The Concept: Distance-Pulling Attack (DPA)

The core of this research is the Distance-Pulling Attack (DPA). The goal is simple but dangerous: deceive the drone into believing the target is further away than it actually is. This causes the drone’s control system to move closer to maintain the “correct” tracking distance, potentially leading to capture or collision.

Design: The Adversarial Umbrella

The researchers proposed a novel attack vector: an Adversarial Umbrella.

Why an umbrella?

  • Deployable: It’s a common object, effectively hiding the attack in plain sight.
  • Inconspicuous: Unlike obvious adversarial patches, a patterned umbrella doesn’t raise immediate suspicion.
  • Control: It allows the attacker to easily manipulate the visual input presented to the drone.

Logic & Methodology

To achieve a robust attack, the system, dubbed FlyTrap, uses two key components:

1. Progressive Distance-Pulling (PDP) Strategy

Attacking a moving drone is difficult because the visual perspective changes constantly. The PDP strategy addresses this by simulating the attack’s effects under gradually decreasing distances. It uses physical modeling to estimate the distance and generates adversarial patterns that remain effective as the drone moves closer.

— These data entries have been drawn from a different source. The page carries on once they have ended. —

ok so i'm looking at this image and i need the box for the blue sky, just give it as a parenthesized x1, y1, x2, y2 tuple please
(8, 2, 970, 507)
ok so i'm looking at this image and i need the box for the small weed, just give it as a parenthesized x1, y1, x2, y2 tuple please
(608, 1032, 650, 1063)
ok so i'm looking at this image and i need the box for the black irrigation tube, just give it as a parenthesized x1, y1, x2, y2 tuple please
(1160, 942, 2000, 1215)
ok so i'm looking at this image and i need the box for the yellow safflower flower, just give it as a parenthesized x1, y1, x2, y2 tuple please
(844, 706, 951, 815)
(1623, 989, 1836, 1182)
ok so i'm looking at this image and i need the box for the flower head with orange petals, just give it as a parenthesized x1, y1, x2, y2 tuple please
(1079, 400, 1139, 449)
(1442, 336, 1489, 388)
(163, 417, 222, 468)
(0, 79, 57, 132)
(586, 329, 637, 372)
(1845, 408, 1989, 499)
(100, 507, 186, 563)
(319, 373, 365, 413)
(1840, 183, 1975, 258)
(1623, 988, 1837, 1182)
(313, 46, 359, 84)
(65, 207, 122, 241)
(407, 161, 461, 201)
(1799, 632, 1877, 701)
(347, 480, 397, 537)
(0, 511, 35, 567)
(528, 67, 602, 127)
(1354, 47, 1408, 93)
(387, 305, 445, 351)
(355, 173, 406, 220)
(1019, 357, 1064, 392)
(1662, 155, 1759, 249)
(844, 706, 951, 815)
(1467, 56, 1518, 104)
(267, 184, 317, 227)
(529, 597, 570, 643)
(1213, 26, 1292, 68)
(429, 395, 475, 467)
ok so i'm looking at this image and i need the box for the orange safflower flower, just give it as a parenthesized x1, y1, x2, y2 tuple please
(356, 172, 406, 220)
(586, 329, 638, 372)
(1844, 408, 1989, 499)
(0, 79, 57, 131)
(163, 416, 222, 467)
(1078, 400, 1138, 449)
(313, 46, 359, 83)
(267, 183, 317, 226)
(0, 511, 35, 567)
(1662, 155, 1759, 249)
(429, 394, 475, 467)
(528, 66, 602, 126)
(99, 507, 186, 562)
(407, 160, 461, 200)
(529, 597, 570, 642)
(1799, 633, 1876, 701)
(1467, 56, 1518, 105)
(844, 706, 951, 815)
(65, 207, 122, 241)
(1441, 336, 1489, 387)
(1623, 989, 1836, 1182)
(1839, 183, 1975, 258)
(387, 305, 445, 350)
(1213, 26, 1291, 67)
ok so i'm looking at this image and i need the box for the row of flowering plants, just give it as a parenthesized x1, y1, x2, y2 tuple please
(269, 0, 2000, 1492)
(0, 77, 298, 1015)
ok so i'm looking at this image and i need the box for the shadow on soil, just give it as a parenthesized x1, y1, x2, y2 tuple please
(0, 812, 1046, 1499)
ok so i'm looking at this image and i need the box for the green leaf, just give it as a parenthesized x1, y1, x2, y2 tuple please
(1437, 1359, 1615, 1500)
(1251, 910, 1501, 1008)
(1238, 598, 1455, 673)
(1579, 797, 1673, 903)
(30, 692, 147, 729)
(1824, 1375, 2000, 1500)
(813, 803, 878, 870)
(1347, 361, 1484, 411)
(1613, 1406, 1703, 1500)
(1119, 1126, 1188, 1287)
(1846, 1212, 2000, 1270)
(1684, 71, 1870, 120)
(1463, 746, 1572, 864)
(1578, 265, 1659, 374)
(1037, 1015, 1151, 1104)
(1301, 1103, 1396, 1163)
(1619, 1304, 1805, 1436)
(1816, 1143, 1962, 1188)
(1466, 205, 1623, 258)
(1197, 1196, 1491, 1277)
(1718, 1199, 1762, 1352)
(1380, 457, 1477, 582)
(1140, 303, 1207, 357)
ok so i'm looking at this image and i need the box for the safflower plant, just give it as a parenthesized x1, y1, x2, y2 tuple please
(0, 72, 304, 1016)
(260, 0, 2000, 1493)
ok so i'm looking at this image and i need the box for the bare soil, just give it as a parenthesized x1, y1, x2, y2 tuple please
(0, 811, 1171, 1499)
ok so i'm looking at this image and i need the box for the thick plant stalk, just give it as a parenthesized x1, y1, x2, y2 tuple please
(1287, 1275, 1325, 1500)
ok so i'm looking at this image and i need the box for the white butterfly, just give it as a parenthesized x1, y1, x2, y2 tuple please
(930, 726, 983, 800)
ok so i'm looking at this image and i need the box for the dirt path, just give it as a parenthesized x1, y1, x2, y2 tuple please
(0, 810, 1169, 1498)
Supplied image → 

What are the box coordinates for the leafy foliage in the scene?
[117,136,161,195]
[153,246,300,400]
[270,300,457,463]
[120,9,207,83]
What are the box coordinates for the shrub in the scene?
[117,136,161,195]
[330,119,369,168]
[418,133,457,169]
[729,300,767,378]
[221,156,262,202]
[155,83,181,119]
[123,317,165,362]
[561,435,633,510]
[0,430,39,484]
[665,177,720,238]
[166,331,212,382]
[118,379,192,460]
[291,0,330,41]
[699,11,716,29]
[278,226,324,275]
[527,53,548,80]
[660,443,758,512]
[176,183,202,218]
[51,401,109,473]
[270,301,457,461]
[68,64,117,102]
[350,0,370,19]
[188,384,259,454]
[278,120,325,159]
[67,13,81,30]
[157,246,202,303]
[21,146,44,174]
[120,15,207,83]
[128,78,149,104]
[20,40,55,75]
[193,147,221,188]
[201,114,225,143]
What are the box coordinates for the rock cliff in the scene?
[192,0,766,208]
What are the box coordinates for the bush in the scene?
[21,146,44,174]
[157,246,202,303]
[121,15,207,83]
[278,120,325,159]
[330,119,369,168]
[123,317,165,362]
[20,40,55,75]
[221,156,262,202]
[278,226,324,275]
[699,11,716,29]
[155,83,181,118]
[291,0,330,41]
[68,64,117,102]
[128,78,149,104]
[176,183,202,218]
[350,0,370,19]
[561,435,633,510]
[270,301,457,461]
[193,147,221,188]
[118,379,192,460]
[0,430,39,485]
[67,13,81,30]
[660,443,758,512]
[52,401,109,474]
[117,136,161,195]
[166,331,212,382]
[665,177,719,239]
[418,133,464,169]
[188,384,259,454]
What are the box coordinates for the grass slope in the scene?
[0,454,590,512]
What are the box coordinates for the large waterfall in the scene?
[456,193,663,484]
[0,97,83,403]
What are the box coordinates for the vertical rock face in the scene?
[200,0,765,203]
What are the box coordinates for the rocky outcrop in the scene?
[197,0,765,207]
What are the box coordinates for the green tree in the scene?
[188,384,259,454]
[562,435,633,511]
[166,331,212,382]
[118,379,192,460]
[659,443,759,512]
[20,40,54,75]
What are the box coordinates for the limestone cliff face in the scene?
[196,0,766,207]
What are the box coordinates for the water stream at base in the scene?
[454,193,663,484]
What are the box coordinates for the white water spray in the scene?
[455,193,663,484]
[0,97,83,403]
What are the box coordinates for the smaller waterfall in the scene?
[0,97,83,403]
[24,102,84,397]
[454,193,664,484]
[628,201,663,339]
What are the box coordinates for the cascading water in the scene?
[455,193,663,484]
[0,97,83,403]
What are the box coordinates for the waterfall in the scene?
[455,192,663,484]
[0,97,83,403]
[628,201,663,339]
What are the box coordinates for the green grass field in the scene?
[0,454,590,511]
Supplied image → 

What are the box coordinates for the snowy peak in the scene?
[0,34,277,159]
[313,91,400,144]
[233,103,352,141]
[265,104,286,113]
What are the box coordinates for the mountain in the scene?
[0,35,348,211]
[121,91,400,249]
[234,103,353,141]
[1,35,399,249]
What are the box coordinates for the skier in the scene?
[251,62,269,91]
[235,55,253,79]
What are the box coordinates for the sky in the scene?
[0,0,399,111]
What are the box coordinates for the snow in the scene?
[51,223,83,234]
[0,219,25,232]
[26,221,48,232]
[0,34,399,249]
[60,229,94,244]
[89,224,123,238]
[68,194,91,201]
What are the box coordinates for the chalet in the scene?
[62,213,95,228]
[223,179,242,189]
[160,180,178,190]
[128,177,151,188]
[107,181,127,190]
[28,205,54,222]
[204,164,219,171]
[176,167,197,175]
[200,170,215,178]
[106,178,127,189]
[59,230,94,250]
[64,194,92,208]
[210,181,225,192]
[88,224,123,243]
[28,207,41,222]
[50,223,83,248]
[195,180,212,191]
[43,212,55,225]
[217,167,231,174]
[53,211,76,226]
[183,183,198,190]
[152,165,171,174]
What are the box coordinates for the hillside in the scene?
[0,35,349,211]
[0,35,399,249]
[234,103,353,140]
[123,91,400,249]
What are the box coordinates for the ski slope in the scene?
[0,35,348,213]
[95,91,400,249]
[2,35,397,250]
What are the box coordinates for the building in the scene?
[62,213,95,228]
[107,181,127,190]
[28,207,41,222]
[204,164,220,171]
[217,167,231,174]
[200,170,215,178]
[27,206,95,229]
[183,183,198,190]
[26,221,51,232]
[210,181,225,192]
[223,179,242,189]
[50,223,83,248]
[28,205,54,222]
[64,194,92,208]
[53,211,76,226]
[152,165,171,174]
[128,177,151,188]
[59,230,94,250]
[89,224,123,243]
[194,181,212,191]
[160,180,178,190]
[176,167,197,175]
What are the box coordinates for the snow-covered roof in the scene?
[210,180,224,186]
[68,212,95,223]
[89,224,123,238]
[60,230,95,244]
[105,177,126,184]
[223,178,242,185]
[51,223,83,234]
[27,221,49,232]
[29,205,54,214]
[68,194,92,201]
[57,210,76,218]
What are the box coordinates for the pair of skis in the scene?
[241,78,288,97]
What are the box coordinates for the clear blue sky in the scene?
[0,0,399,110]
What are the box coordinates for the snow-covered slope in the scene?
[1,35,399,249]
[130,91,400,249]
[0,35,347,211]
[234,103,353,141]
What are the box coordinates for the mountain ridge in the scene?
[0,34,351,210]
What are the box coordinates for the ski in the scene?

2. Attack Target Generator (ATG)

A major challenge in physical adversarial attacks is maintaining consistency across different viewing angles and frames (spatial-temporal consistency). The ATG solves this by explicitly encoding these constraints during the optimization process. It ensures that the generated adversarial pattern looks plausible to the drone’s tracking algorithm from multiple angles and over time, bypassing consistency-checking defenses.

Real-World Impact

The effectiveness of FlyTrap is alarming. Evaluations demonstrated that it works against real-world commercial ATT drones, including widely used models from DJI and HoverAir. The attack successfully reduced tracking distances to the point where drones could be:

  • Captured: Physically grabbed by the attacker.
  • Sensor Attacked: Brought close enough for other short-range attacks.
  • Crashed: Tricked into colliding with the target or obstacles.

This research highlights a urgent need for robust defense mechanisms in autonomous systems, as simple visual deception can lead to physical safety risks.